The latest study found that the Chimpanzees expand cultures in the wild which differentiate them from other groups, a group of Sonso chimpanzees living in Uganda’s Budongo Forest was filmed using crushed leaves and moss to save water.
Throughout the six days of nonstop inspection, zoologist’s noticed that the group left their leaf-sponges at their watering hole and picked them up the following day in the similar way a human being leaves a cup near a sink specially the Alpha Male ‘Nick’ was also seen to utilize moss to collect water, and the innovative method was quickly adopted by lots of the chimpanzees.
Both techniques have never been seen in the wild before, and specialists said that they reveal social learning and cultural behavior in the Chimpanzees.

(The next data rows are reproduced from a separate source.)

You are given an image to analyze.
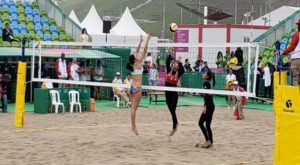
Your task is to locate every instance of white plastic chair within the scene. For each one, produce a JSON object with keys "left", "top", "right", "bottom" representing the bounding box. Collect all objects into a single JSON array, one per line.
[
  {"left": 69, "top": 91, "right": 81, "bottom": 113},
  {"left": 49, "top": 90, "right": 65, "bottom": 113},
  {"left": 113, "top": 94, "right": 120, "bottom": 108}
]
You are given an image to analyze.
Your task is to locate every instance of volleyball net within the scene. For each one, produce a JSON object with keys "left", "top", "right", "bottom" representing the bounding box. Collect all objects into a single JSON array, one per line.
[{"left": 31, "top": 42, "right": 259, "bottom": 97}]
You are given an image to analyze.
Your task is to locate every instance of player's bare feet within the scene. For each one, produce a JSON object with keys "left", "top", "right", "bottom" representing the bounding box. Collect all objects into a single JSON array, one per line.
[
  {"left": 201, "top": 141, "right": 212, "bottom": 148},
  {"left": 170, "top": 128, "right": 177, "bottom": 136},
  {"left": 131, "top": 128, "right": 139, "bottom": 136}
]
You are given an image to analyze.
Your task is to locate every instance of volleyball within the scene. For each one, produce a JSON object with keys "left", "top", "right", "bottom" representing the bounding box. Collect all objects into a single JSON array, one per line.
[{"left": 170, "top": 23, "right": 177, "bottom": 32}]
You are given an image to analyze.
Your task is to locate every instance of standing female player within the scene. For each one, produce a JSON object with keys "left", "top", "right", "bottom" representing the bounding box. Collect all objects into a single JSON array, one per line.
[
  {"left": 196, "top": 70, "right": 215, "bottom": 148},
  {"left": 127, "top": 34, "right": 151, "bottom": 135},
  {"left": 165, "top": 51, "right": 184, "bottom": 136}
]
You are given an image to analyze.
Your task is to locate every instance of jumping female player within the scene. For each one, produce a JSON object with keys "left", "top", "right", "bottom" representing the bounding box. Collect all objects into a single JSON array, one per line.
[
  {"left": 127, "top": 34, "right": 151, "bottom": 135},
  {"left": 196, "top": 70, "right": 215, "bottom": 148},
  {"left": 165, "top": 51, "right": 184, "bottom": 136}
]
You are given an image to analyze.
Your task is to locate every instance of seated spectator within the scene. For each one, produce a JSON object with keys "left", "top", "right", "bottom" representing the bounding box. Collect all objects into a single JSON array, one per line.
[
  {"left": 235, "top": 47, "right": 244, "bottom": 66},
  {"left": 227, "top": 51, "right": 238, "bottom": 68},
  {"left": 149, "top": 63, "right": 159, "bottom": 86},
  {"left": 78, "top": 61, "right": 87, "bottom": 81},
  {"left": 201, "top": 61, "right": 210, "bottom": 73},
  {"left": 69, "top": 58, "right": 80, "bottom": 81},
  {"left": 112, "top": 72, "right": 131, "bottom": 106},
  {"left": 183, "top": 59, "right": 192, "bottom": 71},
  {"left": 0, "top": 74, "right": 8, "bottom": 113},
  {"left": 224, "top": 50, "right": 231, "bottom": 68},
  {"left": 54, "top": 53, "right": 69, "bottom": 88},
  {"left": 41, "top": 75, "right": 53, "bottom": 89},
  {"left": 2, "top": 23, "right": 17, "bottom": 42},
  {"left": 145, "top": 53, "right": 152, "bottom": 66}
]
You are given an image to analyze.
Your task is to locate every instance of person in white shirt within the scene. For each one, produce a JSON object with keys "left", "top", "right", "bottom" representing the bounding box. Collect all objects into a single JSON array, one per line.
[
  {"left": 263, "top": 63, "right": 271, "bottom": 97},
  {"left": 42, "top": 75, "right": 53, "bottom": 89},
  {"left": 112, "top": 72, "right": 131, "bottom": 106},
  {"left": 94, "top": 60, "right": 104, "bottom": 81},
  {"left": 145, "top": 53, "right": 152, "bottom": 66},
  {"left": 123, "top": 73, "right": 132, "bottom": 99},
  {"left": 80, "top": 28, "right": 89, "bottom": 42},
  {"left": 69, "top": 58, "right": 80, "bottom": 81},
  {"left": 55, "top": 53, "right": 68, "bottom": 88},
  {"left": 149, "top": 63, "right": 158, "bottom": 86},
  {"left": 226, "top": 68, "right": 236, "bottom": 110}
]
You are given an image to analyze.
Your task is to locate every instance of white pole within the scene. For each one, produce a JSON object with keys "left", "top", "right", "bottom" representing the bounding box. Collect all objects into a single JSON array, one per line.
[
  {"left": 234, "top": 0, "right": 237, "bottom": 24},
  {"left": 247, "top": 43, "right": 252, "bottom": 92},
  {"left": 199, "top": 0, "right": 201, "bottom": 24},
  {"left": 163, "top": 1, "right": 166, "bottom": 31},
  {"left": 180, "top": 8, "right": 182, "bottom": 24},
  {"left": 203, "top": 6, "right": 208, "bottom": 25}
]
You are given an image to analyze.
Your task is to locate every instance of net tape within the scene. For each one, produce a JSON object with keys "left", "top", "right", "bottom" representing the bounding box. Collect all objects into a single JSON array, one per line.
[{"left": 32, "top": 41, "right": 259, "bottom": 97}]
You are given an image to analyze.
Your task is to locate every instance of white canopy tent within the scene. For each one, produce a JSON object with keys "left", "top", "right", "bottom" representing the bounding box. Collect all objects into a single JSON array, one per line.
[
  {"left": 110, "top": 7, "right": 146, "bottom": 36},
  {"left": 69, "top": 10, "right": 81, "bottom": 27},
  {"left": 248, "top": 6, "right": 300, "bottom": 26},
  {"left": 81, "top": 5, "right": 103, "bottom": 35},
  {"left": 92, "top": 7, "right": 158, "bottom": 44}
]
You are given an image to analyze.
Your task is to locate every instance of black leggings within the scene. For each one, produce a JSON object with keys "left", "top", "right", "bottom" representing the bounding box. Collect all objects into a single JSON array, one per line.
[
  {"left": 166, "top": 91, "right": 178, "bottom": 129},
  {"left": 198, "top": 106, "right": 215, "bottom": 143}
]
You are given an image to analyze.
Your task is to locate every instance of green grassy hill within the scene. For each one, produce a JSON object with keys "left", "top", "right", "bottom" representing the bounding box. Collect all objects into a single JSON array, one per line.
[{"left": 59, "top": 0, "right": 296, "bottom": 38}]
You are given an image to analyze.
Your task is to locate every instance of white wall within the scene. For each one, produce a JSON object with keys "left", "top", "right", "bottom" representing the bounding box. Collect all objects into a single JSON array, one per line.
[
  {"left": 230, "top": 28, "right": 267, "bottom": 42},
  {"left": 176, "top": 28, "right": 199, "bottom": 67},
  {"left": 202, "top": 28, "right": 226, "bottom": 68}
]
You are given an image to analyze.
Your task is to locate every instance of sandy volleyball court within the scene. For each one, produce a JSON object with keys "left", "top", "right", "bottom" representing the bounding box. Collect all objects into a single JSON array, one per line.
[{"left": 0, "top": 107, "right": 274, "bottom": 165}]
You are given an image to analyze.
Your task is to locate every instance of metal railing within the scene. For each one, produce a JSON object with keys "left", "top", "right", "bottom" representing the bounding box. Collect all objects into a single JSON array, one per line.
[{"left": 36, "top": 0, "right": 81, "bottom": 41}]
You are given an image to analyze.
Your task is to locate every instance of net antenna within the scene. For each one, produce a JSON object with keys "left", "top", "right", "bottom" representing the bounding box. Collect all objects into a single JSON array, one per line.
[{"left": 31, "top": 41, "right": 259, "bottom": 97}]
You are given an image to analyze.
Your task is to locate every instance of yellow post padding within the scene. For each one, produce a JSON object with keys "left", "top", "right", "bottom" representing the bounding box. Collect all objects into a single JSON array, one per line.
[
  {"left": 15, "top": 62, "right": 26, "bottom": 127},
  {"left": 273, "top": 73, "right": 300, "bottom": 165}
]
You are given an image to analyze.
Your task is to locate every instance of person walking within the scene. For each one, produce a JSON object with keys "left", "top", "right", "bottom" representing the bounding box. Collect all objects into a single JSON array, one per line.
[{"left": 282, "top": 18, "right": 300, "bottom": 86}]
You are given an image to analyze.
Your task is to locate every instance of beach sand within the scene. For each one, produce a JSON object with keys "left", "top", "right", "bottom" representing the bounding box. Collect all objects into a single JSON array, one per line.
[{"left": 0, "top": 106, "right": 274, "bottom": 165}]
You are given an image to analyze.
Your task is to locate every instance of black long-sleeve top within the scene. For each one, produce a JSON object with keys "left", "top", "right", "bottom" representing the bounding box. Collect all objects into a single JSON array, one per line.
[{"left": 165, "top": 54, "right": 184, "bottom": 87}]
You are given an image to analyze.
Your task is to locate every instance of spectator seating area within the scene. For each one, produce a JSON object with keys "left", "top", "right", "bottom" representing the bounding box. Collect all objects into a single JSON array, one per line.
[
  {"left": 0, "top": 0, "right": 74, "bottom": 47},
  {"left": 260, "top": 29, "right": 295, "bottom": 65}
]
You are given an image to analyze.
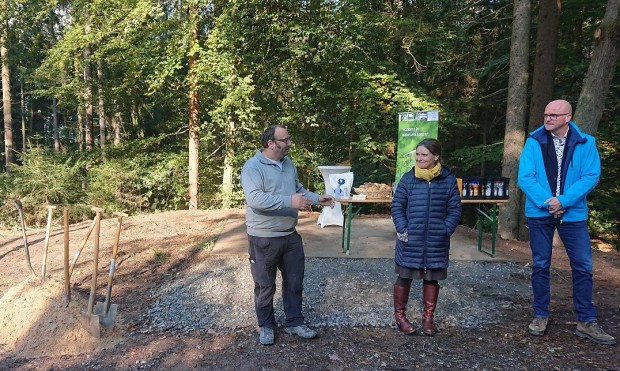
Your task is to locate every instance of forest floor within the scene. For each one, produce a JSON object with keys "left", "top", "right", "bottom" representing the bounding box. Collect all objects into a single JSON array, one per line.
[{"left": 0, "top": 210, "right": 620, "bottom": 370}]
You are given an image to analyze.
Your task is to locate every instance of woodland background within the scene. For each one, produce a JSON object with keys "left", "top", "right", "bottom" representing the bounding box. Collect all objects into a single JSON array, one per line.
[{"left": 0, "top": 0, "right": 620, "bottom": 250}]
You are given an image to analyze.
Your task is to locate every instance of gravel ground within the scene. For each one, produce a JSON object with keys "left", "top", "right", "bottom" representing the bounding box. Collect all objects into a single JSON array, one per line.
[{"left": 144, "top": 256, "right": 531, "bottom": 333}]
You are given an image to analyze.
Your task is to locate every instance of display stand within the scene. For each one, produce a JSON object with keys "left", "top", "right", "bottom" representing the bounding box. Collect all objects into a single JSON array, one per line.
[{"left": 317, "top": 165, "right": 351, "bottom": 228}]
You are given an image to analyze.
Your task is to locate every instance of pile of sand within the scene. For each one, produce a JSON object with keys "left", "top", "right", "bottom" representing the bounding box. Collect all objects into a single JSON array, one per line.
[{"left": 0, "top": 277, "right": 122, "bottom": 357}]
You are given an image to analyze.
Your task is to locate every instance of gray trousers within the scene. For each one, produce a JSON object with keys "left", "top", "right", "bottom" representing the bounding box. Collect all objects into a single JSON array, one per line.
[{"left": 248, "top": 232, "right": 305, "bottom": 328}]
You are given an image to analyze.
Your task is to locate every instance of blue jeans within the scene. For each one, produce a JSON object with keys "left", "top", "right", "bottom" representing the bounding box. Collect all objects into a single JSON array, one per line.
[
  {"left": 248, "top": 232, "right": 305, "bottom": 328},
  {"left": 527, "top": 216, "right": 596, "bottom": 322}
]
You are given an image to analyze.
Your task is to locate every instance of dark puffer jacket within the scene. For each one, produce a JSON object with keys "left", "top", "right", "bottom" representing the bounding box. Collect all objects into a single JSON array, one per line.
[{"left": 392, "top": 166, "right": 462, "bottom": 269}]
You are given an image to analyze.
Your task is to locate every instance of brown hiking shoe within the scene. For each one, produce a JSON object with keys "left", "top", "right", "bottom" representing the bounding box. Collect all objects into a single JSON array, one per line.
[
  {"left": 575, "top": 321, "right": 616, "bottom": 345},
  {"left": 528, "top": 317, "right": 549, "bottom": 336}
]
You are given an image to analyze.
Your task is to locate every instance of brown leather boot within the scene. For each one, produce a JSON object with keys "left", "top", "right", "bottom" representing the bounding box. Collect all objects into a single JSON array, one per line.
[
  {"left": 422, "top": 283, "right": 439, "bottom": 336},
  {"left": 394, "top": 284, "right": 415, "bottom": 335}
]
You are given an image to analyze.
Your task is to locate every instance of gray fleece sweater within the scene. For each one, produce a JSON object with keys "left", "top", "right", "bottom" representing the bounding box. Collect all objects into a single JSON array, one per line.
[{"left": 241, "top": 150, "right": 319, "bottom": 237}]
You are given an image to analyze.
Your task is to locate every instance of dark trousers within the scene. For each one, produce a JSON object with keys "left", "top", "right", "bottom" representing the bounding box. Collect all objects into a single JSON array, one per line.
[
  {"left": 248, "top": 232, "right": 305, "bottom": 328},
  {"left": 527, "top": 216, "right": 596, "bottom": 322}
]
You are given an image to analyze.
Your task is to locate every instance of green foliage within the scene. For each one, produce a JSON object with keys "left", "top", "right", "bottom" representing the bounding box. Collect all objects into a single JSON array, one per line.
[
  {"left": 0, "top": 146, "right": 85, "bottom": 226},
  {"left": 13, "top": 146, "right": 85, "bottom": 205},
  {"left": 445, "top": 142, "right": 504, "bottom": 176},
  {"left": 86, "top": 137, "right": 188, "bottom": 213},
  {"left": 588, "top": 106, "right": 620, "bottom": 251}
]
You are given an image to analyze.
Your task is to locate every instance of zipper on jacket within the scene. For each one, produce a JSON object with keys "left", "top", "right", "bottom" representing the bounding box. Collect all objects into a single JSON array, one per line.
[{"left": 422, "top": 180, "right": 431, "bottom": 274}]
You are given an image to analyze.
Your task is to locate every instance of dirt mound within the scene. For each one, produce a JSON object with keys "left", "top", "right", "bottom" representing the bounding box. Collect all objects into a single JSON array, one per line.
[{"left": 0, "top": 277, "right": 122, "bottom": 357}]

Dr William Hoppitt, Senior Lecturer in Zoology at Anglia Ruskin University, said “Our research outcomes give a strong proof for collective communication between the chimpanzees’ social group, representing that wild chimpanzees learn new technique use from each other, and it supports the statement that some of the observed behavioral range in wild chimpanzees should be interpreted as ‘cultural.”
Chimpanzees are generally believed to be the most ‘cultural’ creatures of all non-human animals, but nearly all earlier studies examining how actions have spread and carried out among captive populations so this is the first time that the investigators had followed in real time research on chimpanzee that how a new natural behavior was passed from individual to individual in a wild community.
The investigators declare it explains that how similar culture originated in a great wild chimpanzee like humans, and this study completed by scientists from Anglia Ruskin University, University of St Andrews, University of Neuchatel and University du Quebec and later it was published in the journal of PLOS Biology.